April trade figures and monthly shifts
As reported by the U.S. Bureau of Economic Analysis and the U.S. Census Bureau, the U.S. goods and services deficit stands at $55.9 billion in April, down $0.7 billion from a revised $56.6 billion in March.April exports total $327.1 billion, up $8.3 billion from March, while imports reach $383.0 billion, up $7.6 billion. The April decrease in the overall deficit reflects a $2.4 billion decline in the goods deficit to $83.7 billion and a $1.7 billion decline in the services surplus to $27.8 billion.
Exports of goods rise $8.7 billion to $221.3 billion in April, with goods exports on a Census basis up $8.0 billion and capital goods increasing $4.0 billion. Exports of services edge down $0.4 billion to $105.8 billion.
Imports of goods increase $6.4 billion to $304.9 billion in April, and imports of services rise $1.3 billion to $78.0 billion.
Year-to-date trend and economic context
For the year to date, the goods and services deficit decreases by $213.5 billion, or 49.1%, from the same period in 2025. Over that span, exports increase by $128.2 billion, or 11.3%, while imports decrease by $85.3 billion, or 5.5%.The figures indicate that U.S. trade flows remain active in April despite only a modest monthly narrowing in the deficit.
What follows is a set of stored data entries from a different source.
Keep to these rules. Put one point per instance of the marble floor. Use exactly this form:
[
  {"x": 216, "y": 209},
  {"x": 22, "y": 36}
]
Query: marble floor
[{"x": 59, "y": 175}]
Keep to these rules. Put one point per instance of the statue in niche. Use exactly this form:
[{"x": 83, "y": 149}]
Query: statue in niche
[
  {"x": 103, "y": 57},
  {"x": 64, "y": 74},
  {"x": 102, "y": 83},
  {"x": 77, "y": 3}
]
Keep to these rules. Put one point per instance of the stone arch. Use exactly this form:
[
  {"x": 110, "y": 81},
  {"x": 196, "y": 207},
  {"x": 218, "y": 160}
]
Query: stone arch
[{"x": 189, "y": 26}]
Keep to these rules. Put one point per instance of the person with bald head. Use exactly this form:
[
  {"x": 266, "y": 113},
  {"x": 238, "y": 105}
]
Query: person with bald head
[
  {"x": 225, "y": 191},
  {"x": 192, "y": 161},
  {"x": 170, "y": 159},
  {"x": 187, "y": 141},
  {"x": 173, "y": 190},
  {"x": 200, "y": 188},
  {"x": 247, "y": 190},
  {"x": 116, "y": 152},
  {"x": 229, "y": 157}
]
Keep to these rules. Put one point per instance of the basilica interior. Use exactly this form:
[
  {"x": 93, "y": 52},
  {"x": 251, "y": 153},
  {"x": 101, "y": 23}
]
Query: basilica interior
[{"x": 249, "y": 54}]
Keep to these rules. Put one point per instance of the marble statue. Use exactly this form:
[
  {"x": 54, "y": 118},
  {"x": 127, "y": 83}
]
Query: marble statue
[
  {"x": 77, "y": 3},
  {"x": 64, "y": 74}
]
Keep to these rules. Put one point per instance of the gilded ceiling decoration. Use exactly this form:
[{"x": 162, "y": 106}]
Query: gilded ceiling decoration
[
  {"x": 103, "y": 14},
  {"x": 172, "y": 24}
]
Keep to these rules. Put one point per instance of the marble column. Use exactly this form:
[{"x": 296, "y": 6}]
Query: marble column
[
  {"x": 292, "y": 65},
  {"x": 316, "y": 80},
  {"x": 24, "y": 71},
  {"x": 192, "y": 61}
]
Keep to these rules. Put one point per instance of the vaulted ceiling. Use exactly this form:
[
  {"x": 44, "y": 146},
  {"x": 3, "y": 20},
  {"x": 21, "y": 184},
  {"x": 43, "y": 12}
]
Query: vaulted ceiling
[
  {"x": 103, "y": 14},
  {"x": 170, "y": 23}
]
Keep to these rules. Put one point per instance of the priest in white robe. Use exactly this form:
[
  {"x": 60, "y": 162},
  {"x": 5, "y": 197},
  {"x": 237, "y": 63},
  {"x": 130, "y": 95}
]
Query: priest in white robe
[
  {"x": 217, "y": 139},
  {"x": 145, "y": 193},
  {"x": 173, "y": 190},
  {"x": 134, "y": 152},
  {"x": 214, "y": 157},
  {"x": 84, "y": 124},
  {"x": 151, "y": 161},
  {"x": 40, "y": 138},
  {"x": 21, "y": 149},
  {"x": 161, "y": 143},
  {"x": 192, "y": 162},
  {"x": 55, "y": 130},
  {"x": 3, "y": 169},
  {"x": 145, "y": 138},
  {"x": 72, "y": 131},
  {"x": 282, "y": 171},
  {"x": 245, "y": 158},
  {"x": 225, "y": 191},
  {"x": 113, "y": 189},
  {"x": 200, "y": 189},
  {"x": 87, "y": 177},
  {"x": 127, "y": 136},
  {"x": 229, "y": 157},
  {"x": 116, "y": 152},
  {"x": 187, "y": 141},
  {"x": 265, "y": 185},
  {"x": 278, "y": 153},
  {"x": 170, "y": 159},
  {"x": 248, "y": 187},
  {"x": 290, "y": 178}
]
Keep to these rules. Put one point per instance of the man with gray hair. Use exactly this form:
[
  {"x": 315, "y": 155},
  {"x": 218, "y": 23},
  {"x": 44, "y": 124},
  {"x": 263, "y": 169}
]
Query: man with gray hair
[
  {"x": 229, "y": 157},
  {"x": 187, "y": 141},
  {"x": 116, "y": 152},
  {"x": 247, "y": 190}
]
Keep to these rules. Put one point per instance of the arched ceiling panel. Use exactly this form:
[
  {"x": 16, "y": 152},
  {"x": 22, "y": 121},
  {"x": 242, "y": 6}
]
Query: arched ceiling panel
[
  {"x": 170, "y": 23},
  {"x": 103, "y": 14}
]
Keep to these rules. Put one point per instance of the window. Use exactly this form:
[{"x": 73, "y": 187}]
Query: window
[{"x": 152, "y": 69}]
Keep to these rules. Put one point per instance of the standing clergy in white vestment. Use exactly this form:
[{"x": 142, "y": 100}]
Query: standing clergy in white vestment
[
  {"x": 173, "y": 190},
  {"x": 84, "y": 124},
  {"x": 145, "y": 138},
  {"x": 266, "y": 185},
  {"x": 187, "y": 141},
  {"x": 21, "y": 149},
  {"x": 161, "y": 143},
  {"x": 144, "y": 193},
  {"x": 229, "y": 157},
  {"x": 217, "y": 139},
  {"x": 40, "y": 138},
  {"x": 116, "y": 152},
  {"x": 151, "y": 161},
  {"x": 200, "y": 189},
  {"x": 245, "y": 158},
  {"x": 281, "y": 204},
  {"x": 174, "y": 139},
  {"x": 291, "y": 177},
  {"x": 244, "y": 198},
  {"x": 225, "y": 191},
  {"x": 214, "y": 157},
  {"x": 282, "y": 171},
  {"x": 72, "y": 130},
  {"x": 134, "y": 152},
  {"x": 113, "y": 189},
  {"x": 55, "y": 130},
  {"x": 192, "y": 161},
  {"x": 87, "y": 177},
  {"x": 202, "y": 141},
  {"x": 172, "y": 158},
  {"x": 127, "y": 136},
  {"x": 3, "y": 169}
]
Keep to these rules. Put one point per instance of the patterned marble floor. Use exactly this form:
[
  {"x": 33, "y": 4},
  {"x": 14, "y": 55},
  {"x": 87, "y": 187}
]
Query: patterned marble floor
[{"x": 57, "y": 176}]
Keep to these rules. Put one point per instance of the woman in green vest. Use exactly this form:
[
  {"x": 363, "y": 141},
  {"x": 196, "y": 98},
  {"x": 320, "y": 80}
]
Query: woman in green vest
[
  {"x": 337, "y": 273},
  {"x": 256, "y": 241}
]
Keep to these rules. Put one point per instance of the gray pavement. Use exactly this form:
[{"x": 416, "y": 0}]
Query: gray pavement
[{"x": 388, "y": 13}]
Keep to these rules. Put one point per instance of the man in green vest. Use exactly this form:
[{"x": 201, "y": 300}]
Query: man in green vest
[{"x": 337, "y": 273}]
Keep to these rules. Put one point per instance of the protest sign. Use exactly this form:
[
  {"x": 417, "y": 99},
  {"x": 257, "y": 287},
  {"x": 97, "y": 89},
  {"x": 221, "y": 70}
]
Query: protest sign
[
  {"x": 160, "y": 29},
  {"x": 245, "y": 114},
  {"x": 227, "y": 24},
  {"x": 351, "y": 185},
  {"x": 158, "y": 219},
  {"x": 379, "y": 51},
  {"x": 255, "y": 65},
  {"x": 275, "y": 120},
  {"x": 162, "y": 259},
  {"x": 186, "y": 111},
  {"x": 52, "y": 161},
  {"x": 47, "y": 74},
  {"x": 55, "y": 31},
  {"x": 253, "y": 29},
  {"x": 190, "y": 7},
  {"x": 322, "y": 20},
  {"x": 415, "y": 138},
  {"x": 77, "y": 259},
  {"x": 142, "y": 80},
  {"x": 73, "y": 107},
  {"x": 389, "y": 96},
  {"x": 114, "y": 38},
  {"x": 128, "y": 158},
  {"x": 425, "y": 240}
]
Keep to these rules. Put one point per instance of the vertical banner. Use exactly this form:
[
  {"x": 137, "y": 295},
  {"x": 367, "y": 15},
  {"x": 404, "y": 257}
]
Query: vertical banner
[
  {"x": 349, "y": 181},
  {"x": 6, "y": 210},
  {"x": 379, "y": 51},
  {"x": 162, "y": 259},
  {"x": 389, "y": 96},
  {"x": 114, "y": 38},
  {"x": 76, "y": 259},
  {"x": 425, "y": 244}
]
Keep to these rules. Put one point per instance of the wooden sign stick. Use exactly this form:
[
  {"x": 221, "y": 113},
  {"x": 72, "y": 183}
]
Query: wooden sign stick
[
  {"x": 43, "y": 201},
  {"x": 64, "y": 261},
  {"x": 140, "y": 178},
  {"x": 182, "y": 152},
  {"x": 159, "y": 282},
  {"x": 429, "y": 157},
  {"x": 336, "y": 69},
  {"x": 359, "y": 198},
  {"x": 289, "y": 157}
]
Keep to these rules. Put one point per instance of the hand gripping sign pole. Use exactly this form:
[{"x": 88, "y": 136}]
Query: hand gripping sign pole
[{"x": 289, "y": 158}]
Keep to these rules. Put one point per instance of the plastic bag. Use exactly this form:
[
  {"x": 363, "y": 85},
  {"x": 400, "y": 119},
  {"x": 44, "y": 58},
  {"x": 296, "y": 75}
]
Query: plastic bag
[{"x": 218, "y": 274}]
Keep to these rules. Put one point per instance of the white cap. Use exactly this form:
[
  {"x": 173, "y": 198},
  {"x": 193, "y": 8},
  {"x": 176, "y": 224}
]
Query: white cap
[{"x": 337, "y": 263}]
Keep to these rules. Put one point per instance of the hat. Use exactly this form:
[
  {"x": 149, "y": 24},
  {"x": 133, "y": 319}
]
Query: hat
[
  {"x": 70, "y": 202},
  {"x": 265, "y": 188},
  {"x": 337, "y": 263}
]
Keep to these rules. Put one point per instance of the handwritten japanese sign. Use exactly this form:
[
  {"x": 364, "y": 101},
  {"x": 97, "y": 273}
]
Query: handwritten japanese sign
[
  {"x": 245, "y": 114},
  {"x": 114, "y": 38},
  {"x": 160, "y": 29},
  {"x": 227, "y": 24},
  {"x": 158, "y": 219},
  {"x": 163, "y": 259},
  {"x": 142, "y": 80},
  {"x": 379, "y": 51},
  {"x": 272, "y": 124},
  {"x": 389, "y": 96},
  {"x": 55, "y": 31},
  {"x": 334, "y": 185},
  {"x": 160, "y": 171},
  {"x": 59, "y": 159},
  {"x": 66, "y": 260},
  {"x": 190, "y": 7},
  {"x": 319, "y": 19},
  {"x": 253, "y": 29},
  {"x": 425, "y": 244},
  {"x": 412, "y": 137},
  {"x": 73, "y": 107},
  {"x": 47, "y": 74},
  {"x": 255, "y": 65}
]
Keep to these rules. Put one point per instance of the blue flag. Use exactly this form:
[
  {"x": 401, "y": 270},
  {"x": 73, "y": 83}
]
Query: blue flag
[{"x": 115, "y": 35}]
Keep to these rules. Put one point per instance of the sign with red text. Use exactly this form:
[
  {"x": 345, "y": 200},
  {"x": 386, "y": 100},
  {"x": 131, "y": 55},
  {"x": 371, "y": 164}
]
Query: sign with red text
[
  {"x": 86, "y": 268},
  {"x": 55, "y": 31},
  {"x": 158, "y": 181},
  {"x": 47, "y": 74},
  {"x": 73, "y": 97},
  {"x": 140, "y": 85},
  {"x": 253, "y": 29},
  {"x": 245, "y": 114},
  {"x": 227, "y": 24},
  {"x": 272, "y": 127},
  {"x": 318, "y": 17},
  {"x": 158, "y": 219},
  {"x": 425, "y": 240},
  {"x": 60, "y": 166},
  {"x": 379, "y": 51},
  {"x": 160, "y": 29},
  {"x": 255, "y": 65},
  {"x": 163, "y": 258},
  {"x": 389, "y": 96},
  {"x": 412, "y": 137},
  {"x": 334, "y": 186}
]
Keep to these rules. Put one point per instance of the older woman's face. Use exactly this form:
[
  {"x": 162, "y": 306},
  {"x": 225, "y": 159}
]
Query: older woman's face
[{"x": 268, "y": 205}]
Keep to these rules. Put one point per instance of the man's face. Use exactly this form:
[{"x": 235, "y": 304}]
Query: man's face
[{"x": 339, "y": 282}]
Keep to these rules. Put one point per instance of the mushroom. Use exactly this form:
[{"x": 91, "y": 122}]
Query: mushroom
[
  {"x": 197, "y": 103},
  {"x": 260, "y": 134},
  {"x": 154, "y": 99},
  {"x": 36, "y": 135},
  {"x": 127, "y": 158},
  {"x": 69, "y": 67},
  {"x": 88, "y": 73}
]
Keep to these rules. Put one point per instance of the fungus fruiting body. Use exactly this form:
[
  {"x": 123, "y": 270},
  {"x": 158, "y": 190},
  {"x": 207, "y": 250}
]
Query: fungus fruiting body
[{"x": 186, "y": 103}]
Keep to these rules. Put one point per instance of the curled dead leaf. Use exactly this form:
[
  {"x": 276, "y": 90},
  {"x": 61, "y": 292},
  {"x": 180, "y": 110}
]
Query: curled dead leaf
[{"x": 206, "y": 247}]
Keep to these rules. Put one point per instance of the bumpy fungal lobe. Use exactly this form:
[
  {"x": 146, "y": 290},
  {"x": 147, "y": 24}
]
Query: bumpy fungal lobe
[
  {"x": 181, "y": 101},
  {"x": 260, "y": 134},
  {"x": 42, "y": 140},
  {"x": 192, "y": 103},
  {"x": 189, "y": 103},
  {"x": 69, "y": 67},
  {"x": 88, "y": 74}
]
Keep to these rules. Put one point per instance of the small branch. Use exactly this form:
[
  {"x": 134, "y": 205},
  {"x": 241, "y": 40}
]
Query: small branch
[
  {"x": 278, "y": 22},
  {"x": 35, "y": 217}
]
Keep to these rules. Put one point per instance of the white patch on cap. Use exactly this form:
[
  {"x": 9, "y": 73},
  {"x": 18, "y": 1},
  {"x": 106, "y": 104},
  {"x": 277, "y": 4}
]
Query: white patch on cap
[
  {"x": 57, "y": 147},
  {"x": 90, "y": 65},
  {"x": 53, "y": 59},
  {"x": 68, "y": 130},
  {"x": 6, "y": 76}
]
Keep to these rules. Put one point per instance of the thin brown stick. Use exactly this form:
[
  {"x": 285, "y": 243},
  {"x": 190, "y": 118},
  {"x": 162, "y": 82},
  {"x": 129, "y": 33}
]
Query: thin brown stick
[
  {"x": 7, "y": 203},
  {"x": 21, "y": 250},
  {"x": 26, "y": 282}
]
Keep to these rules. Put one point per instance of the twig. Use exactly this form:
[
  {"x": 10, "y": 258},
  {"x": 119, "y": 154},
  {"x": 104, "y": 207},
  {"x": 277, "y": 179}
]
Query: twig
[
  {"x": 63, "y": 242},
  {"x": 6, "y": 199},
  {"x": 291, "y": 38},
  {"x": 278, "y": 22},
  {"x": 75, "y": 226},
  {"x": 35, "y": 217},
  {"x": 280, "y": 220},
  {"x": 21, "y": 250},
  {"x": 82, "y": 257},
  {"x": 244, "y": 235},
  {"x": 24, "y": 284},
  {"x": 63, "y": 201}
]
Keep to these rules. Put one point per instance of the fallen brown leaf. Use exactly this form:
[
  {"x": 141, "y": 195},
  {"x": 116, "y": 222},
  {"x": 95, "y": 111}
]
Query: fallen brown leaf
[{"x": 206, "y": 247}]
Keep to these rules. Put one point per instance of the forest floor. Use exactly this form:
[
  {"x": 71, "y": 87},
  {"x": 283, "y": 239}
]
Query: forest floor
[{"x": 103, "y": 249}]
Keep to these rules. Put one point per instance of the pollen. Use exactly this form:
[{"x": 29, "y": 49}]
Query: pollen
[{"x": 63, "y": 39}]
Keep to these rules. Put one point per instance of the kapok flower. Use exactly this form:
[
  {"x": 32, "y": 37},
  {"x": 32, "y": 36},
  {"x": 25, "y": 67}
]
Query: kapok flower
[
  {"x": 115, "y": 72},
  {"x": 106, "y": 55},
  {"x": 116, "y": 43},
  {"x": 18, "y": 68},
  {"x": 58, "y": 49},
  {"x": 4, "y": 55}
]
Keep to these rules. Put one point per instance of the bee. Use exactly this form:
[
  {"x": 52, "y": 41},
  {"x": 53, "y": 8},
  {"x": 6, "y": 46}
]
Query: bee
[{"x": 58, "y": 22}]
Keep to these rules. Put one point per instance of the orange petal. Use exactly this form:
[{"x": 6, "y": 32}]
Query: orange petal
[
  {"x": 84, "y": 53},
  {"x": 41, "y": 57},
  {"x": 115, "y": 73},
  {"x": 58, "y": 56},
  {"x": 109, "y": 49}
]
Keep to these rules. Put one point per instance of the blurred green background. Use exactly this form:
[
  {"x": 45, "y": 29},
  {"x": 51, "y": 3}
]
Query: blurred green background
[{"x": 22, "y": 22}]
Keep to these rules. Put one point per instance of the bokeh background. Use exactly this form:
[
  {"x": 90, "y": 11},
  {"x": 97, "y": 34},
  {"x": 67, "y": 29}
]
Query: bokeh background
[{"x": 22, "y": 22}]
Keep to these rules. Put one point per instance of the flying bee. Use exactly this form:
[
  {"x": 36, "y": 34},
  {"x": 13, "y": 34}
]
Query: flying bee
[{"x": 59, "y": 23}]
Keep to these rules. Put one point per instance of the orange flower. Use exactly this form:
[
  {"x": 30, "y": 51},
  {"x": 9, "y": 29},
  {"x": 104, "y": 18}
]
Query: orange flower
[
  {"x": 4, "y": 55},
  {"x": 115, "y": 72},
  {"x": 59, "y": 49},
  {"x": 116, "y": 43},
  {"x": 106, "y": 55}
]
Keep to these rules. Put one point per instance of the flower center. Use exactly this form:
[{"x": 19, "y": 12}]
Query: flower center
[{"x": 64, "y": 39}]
For businesses and policymakers, the combination of stronger exports and lower year-to-date imports points to a materially different trade pattern from the one seen a year earlier.
Our earlier article on the White House’s proposed Section 301 forced-labor tariffs explained how the administration is seeking a narrower trade strategy after a court setback, targeting goods from 59 countries and the European Union with duties of up to 12.5%. We noted that the unusually broad scope and accelerated timeline could invite legal challenges and that persistent difficulties in tracing and blocking forced-labor goods complicate the policy’s rationale.